A special mention goes to Havik and Hacecky who battled all the way with Grasmann / Brisse for 4th place. They were just beaten in the final sprint as these two teams contested every point over the last 50 laps in their fight for 4th place.
There was further bad news for the Spanish rider David Muntaner on Monday, after he’d crashed on Friday night and was neutralised for the rest of that session. Following an x-ray it was discovered he has a broken jaw and understandably abandoned the race and also misses out on Copenhagen.
The American team of Guy East and Daniel Holloway finished down the field but East was in good spirits. He is living the dream, as they say, and has enjoyed 5 starts (including Copenhagen) this winter. With the experience behind him he may be able to return stronger next winter and keep a North American presence back in the Sixes.
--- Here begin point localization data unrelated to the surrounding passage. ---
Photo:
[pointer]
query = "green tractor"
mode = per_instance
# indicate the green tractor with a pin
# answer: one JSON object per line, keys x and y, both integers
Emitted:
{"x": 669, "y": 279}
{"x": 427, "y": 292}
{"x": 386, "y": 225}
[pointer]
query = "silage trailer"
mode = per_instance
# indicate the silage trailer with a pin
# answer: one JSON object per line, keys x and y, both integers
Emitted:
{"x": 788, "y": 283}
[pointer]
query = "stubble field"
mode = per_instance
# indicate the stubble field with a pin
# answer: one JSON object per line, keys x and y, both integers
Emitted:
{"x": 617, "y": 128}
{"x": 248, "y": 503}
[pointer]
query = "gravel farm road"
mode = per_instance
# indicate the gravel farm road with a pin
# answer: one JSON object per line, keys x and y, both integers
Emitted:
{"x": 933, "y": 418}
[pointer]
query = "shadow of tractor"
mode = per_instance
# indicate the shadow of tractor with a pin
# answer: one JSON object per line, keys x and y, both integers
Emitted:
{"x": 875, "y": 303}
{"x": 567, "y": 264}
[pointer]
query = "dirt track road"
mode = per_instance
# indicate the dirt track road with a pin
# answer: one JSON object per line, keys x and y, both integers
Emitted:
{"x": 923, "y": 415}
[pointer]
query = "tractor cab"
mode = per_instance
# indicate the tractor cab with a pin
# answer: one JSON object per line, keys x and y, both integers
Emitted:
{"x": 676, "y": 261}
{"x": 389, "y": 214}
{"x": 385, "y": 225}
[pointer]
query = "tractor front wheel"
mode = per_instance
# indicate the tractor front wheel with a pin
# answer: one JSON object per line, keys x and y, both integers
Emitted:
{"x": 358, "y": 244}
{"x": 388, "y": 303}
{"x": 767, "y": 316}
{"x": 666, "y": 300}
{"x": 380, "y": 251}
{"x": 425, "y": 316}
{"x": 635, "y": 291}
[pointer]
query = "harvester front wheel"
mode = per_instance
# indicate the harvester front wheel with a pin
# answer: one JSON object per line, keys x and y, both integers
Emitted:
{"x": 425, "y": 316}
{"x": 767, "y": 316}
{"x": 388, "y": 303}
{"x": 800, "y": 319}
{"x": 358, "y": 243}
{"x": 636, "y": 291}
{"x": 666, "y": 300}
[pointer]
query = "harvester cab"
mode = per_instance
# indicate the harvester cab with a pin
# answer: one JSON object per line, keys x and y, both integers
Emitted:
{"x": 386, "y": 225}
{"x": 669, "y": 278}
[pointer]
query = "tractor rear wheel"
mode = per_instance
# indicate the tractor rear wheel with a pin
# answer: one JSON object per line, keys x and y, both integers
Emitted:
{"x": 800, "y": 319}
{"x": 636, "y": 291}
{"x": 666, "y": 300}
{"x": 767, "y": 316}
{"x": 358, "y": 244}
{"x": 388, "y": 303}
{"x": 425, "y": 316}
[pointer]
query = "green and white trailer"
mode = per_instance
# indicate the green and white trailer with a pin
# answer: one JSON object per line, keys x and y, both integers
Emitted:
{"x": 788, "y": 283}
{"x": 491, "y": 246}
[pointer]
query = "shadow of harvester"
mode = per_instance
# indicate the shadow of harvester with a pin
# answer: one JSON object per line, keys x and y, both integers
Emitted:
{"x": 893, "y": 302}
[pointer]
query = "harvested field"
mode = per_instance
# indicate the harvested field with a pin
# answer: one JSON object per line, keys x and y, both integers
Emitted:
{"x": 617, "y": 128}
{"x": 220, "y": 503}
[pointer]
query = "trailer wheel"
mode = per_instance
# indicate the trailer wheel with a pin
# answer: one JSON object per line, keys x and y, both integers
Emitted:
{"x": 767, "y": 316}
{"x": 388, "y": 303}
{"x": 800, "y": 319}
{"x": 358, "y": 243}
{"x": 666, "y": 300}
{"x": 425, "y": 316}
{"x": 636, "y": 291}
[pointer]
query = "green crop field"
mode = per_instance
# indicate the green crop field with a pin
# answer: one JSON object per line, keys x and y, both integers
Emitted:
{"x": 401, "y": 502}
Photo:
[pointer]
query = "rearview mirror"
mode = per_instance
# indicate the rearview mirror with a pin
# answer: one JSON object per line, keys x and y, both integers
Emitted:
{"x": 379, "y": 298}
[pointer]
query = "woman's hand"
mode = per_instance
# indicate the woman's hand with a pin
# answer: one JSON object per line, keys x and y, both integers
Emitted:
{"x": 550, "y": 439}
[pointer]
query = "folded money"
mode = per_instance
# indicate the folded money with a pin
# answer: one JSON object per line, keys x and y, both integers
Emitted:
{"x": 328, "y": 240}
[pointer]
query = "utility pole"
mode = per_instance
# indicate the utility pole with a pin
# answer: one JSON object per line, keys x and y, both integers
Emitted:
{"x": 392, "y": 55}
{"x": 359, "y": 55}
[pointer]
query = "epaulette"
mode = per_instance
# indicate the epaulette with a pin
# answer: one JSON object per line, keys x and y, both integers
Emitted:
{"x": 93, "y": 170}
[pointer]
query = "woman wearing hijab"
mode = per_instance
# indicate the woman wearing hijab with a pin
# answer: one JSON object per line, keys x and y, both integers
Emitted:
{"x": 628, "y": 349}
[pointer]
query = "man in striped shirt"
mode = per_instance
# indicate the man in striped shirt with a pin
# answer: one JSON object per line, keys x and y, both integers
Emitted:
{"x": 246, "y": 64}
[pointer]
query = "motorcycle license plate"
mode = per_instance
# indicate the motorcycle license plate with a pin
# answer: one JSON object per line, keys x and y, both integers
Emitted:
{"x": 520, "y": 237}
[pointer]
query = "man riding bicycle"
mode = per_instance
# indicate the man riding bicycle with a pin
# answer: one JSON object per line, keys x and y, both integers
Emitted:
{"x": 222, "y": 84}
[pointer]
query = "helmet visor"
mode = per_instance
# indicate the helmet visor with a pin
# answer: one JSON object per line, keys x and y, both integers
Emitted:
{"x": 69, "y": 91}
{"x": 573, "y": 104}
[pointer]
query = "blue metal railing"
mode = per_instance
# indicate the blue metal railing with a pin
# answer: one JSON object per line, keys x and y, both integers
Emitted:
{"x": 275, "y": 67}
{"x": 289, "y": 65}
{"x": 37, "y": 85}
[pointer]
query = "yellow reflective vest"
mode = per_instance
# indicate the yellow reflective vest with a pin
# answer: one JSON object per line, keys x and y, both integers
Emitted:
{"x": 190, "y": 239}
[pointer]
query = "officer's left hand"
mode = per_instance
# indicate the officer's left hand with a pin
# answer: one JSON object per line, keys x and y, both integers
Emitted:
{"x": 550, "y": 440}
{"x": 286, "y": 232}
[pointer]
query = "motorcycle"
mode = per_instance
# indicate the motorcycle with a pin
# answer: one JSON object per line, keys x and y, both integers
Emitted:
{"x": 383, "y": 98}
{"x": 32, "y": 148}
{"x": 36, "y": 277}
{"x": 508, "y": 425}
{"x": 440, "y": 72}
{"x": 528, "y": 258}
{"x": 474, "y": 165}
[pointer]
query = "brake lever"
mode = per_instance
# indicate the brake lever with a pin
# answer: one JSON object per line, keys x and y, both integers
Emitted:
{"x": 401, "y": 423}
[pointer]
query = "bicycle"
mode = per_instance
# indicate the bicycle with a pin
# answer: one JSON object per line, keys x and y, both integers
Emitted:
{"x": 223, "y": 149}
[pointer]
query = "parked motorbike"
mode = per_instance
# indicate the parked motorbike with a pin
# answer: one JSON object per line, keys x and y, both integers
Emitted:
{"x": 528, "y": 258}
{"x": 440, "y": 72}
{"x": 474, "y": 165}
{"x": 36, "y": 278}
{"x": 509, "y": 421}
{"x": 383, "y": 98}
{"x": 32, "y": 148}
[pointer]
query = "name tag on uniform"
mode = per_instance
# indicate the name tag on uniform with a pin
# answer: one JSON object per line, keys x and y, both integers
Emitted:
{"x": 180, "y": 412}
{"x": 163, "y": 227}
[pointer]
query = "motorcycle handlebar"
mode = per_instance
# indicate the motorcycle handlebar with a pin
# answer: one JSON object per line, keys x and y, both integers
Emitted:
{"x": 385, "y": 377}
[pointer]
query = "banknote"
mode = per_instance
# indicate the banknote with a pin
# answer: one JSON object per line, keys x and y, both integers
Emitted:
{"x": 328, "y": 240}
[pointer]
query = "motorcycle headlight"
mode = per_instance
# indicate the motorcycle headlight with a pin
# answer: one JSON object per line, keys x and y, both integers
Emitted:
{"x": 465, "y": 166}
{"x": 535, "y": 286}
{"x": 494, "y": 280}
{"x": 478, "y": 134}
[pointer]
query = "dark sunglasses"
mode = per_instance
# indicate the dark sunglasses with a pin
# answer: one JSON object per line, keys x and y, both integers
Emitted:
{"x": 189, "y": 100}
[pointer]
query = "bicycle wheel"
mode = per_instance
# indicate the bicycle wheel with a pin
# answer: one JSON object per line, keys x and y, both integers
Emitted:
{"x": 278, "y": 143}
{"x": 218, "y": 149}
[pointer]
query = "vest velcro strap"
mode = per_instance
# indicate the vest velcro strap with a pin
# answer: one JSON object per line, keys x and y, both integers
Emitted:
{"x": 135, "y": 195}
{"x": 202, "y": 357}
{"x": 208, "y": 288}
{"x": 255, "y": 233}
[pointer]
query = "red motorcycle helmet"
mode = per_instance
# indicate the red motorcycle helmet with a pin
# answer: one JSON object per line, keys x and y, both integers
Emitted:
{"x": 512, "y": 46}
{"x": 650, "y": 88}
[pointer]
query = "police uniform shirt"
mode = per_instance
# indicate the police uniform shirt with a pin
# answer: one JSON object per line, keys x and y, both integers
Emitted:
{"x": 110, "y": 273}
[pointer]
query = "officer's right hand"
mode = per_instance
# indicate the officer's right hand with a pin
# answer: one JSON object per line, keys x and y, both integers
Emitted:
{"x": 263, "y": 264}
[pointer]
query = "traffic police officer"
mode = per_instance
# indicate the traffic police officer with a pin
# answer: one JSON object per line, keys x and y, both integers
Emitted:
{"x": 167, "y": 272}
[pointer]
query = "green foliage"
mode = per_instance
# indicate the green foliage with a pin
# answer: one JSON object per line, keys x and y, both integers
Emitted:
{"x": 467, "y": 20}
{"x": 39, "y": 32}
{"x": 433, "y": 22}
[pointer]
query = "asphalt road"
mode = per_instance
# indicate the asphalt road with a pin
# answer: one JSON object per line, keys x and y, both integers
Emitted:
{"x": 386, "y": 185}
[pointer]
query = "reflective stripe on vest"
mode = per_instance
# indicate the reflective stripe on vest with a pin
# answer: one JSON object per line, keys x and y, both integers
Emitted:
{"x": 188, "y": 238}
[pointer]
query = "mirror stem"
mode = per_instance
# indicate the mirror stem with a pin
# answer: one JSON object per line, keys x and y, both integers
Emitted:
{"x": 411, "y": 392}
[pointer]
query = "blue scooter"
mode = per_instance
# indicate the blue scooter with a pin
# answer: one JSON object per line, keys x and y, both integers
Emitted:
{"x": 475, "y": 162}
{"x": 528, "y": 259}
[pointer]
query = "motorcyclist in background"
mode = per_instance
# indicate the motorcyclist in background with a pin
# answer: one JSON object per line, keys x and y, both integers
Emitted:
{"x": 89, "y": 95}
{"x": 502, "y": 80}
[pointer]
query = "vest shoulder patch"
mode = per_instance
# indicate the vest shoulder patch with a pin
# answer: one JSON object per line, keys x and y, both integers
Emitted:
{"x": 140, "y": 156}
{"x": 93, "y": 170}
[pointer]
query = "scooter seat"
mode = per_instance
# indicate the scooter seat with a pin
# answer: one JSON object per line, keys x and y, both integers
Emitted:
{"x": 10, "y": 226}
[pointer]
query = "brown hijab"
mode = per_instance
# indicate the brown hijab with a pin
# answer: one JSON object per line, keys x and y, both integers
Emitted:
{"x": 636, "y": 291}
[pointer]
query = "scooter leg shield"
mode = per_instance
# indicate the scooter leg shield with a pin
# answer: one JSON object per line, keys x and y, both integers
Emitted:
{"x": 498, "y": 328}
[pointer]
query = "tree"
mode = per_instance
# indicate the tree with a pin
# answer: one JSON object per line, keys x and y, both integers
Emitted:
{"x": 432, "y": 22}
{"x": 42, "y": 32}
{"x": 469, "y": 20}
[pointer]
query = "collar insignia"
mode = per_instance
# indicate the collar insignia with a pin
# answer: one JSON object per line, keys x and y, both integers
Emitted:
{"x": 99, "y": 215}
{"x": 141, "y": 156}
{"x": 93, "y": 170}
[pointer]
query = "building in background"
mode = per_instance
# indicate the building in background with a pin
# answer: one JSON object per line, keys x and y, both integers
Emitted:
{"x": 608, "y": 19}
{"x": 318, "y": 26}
1. De Ketele (Bel) – Muller (Ger) 250 points
at 1 lap
2. Lampater (Ger) – De Buyst (Bel) 308
3. Bartko – Reinhardt (Ger) 236
at 2 laps
4. Brisse (Fra) – Grasmann (Ger) 211
5. Havik (Ned) – V. Hacecky (Cz) 210
at 11 laps
6. Marguet (Swi) – Beyer (Ger) 143
7. Bommel (Ger) – Thiele (Ger) 128
at 15 laps
8. Barth (Ger) – Heslich (Ger) 72
at 18 laps
9. Marvulli (Swi) – Roberts (Aus) 63
10. J. Morkov (Den) – Ackermann (Ger) 61
at 19 laps
11. Thomel (Ger) – Schomber (Ger) 65
at 20 laps
12. Wotschke (Ger) – Pirius (Ger) 100
at 24 laps
13. East (USA) – Holloway (USA) 44
at 25 laps
14. Blaha (Cz) – M. Hacecky (Cz) 27
at 27 laps
15. Byrgesen – Christensen (Den) 10
DNF – Muntaner (Spa) – Torres (Spa)
Sprinters, Stehers and the Ladies
The leading Sprinter after 6 nights was Robert Forstemann who held off teamates Levy and Balzer. All the sprinters will have enjoyed the appreciation of the packed houses as well as got in some good work before the World Championships start on the 26 February, in Colombia.
The winner of the Stehers competition was the Swiss, Mario Birrer who dominated proceedings from Thursday to Tuesday. This event is a real crowd pleaser here in Berlin and following the demise of the Dortmund Six, and Boxing Day meeting, this has become one of the few indoor arenas to still host the big motors.
A mistake on my part as the Ladies-Cup finished after 3 days with Stephanie Pohl winning the Omnium style competition.